Open Access News

News from the open access movement

Saturday, October 13, 2007

Harnessing the crowd to make OA texts from public-domain print sources

Tim Armstrong, Crowdsourcing and Open Access, Info/Law, October 12, 2007.  Excerpt:

I gave a short talk earlier today to my colleagues about the open access movement in legal scholarship, about which the three of us here at Info/Law have blogged from time to time (check out our open access tag for more). I used the occasion to go public with my own minor contribution to improving access to primary legal source materials....

The House Report on the Copyright Act of 1976 is a key reference in the intellectual property domain, routinely cited by courts in copyright cases. It has been indispensable in resolving disputes as to legislative intent in the face of uncertain statutory text. But so far as I’ve been able to determine, it’s not freely available online...That’s unfortunate. As has often been noted, the copyright statute is intractably, even maddeningly, vague in places, and the legislative reports have been crucial tools in figuring out just what Congress was trying to do across a host of issues.

Taking advantage of our spiffy new copier, I scanned the entire House Report, working a few pages at a time over the course of a couple of weeks. That left me with a big folder full of TIFF files on my PC, which I scrubbed with the wonderful tool unpaper before converting to PDF. You can now download the completed PDF here, although be warned that it’s a very large file (155 MB): House Report No. 94-1476 (PDF).

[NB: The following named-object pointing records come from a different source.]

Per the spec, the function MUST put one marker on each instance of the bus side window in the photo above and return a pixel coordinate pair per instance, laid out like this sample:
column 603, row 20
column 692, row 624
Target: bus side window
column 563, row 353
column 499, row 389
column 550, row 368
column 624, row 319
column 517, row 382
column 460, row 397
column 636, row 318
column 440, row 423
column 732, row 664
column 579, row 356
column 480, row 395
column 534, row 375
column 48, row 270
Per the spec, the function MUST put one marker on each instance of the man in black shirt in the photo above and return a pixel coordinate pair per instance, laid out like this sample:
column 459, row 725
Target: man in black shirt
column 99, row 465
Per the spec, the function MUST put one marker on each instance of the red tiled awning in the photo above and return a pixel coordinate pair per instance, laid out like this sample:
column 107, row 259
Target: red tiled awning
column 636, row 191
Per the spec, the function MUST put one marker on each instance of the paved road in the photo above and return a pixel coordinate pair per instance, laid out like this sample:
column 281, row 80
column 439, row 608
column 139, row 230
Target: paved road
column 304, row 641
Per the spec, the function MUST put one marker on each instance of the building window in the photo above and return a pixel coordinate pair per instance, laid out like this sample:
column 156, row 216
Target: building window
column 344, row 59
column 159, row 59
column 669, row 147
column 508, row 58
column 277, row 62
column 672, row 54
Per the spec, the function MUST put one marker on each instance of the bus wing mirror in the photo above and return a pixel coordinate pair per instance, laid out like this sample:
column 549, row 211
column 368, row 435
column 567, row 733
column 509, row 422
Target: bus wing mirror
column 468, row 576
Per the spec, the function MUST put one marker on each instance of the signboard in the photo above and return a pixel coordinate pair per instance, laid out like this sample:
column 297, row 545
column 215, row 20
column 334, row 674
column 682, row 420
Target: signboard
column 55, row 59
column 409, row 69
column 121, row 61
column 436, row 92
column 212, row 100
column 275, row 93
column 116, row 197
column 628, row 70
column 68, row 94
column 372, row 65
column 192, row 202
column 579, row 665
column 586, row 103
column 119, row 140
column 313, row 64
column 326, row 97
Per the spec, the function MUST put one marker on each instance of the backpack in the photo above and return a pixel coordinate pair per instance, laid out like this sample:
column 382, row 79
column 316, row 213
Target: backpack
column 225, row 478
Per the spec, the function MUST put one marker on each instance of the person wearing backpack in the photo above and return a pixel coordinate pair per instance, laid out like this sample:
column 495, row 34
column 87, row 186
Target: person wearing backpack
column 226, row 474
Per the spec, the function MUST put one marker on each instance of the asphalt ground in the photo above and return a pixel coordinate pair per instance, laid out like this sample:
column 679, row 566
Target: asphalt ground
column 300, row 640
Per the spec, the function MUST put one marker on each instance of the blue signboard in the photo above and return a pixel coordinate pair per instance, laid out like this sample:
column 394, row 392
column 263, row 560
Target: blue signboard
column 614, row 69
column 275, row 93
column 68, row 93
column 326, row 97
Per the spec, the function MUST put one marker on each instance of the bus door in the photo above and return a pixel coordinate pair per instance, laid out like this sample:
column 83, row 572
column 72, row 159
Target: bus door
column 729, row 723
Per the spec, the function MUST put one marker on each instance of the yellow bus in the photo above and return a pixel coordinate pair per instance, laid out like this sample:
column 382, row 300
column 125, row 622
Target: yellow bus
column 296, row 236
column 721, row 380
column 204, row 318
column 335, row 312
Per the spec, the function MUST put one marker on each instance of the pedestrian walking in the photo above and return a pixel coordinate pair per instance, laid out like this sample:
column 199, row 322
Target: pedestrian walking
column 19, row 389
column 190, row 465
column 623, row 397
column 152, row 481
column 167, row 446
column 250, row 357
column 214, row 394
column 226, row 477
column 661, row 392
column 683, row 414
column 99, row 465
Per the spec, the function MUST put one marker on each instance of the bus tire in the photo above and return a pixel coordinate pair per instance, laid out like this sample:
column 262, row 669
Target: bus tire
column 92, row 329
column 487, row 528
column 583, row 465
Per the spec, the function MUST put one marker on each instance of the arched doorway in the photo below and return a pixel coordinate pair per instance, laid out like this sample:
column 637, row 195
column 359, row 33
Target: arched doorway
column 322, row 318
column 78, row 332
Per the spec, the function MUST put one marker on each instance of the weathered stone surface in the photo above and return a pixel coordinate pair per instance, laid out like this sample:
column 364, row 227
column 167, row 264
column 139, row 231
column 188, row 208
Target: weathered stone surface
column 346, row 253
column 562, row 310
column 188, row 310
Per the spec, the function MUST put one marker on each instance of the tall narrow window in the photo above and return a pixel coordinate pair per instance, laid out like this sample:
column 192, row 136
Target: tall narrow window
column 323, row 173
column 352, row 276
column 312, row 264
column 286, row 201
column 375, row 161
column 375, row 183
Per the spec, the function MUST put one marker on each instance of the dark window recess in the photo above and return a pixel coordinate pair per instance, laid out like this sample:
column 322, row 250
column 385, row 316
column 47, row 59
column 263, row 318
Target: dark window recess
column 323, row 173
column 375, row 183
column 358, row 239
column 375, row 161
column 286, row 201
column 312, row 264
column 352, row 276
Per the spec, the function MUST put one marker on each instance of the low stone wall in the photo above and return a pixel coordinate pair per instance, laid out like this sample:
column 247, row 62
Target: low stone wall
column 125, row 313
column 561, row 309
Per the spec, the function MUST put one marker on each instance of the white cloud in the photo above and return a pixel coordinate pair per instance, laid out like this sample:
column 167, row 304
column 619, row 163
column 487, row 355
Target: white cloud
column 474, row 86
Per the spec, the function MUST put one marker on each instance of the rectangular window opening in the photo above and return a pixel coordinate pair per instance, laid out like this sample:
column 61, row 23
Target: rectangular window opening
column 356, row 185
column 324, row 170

Getting the scanned page images online, though, is only part of the battle. What I ultimately would like to see online is the text of the report, freely searchable, copyable, and indexable, rather than just the images. Because I don’t have the time or energy to convert the images to text myself, I’ve thrown the project open as an experiment in crowdsourcing. All my page scans are now available on Wikimedia Commons, and volunteers are slowly converting the raw OCR output to intelligible text on Wikisource. It’s a lengthy document, but given enough eyeballs, as they say. The Wikisource index to the scanned pages already appears on the first page of the Google search results for “House Report 94-1476.” Eventually, this process should produce a fairly well cleaned-up version of the source text.

Assuming this ultimately works (a big “if,” to be sure), what are some other public domain legal source texts that should get the crowdsourcing treatment? ...